The markets, it seems, are turning a blind eye not only to politics and geopolitics but also to adverse policy and economic news. The less-discussed but influential macro factor that is shaping market behavior is corporate pricing power, with its significant impact on nominal top- and bottom-line growth.
Pricing Power: The New Macro King
Regardless of what central bankers see in cycles induced by their YoY calculation matrices, corporations exhibit a pervasive pricing power in all major markets except China. Companies across sectors have held firm on price lines, even those grappling with demand challenges.
Effectively, we live in a world where discount tags are becoming an endangered species; gone are the days when a whiff of demand weakness would send pricing strategies into a tailspin. Today, we're witnessing a bizarre bazaar with few "Sale" signs.
This newfound pricing power has become the secret sauce in the recipe for stock markets’ ability to ignore so much else. As nominal growth increasingly draws its strength from price hikes rather than volume growth, even cost-push inflation isn't just tolerated but almost celebrated;
More Power for Industries with Positive Secular Trends
Of course, there are exceptions that keep us cautious from going too far on the pricing power factors. Commodity markets like copper and iron have experienced price declines. Deflationary pressures in China also challenge the narrative.
This brings us to the pricing in hardware segments, generally bunched together with other commodities, the space where we have most of the era's exceptions.
Within it sits the memory sector—an industry at the crossroads between old and new habits. Historically, the memory chip industry has been cyclical, prone to oversupply and vicious price wars, despite being dominated by a small handful of players. Micron, Samsung, and Hynix, for example, have all participated in the old ritual of slashing prices in the face of rising supply time and again. But now, as we stand on the precipice of a new era, the question looms: will the memory sector embrace the new habit of steadfast pricing or revert to its old ways at the first sign of trouble?
Companies like Micron, Hynix, and Samsung are riding high on double-digit growth, their coffers swelling with the proceeds of their pricing power. Yet, some analysts persist in their Cassandra-like prophecies of impending revenue declines or stagnation. It's as if they're peering through a rearview mirror, expecting the ghosts of price wars past to materialize at any moment.
This question is important for this small group of companies and, by association, is critical for margin trends across hardware segments, starting with the GPUs.
Old Habits vs New Habits
There are no easy answers, but the weight of evidence and logic points to a change in pricing behavior from the GPU makers and almost all hardware segments, including memories.
Logically, as we have argued, hardware making is becoming super-specialized. In a world where high-bandwidth memory (HBM) is more likely to be found nestled next to a GPU in a high-tech manufacturing facility than on the shelves of your local electronics store, the old rules may no longer apply.

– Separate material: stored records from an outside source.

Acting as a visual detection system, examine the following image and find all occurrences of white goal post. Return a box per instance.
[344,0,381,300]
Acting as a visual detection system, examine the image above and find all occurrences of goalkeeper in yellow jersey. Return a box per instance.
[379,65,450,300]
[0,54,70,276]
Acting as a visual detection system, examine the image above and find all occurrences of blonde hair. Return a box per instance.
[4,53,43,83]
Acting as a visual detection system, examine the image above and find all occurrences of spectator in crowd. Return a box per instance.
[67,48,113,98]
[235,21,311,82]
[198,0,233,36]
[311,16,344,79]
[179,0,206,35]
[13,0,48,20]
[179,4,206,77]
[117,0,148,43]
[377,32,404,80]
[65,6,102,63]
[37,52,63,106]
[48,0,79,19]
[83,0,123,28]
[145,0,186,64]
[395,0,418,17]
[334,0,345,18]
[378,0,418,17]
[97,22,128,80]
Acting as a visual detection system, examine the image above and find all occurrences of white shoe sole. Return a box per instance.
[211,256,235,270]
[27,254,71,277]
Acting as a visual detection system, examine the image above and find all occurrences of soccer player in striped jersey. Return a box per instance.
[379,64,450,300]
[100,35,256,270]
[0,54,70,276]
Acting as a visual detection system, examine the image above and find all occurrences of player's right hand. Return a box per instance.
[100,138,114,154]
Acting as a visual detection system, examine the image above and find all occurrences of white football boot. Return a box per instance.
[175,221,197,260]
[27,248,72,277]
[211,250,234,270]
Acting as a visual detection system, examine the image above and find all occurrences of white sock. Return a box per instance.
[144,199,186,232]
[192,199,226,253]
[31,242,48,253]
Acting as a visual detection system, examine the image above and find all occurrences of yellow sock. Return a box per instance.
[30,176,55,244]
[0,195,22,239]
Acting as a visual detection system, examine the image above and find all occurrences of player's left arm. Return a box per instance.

In essence, we’re dealing with components that fuel the fastest-growing sectors of today’s global economy. Last week’s Micron results drive home a straightforward lesson: the staying power of pricing influence will likely be a key force shaping expectations at both broad and stock levels. It's time to move beyond the easy, old habit of cyclical pattern-matching (including in whether rising interest rates would drive the markets lower) and instead lean on the rationale of new market behaviors and fresh growth drivers. This does not mean markets will never fall or memory prices will not exhibit cyclical swings, but simply that there is more to analysis than pattern fitting when secular forces are changing.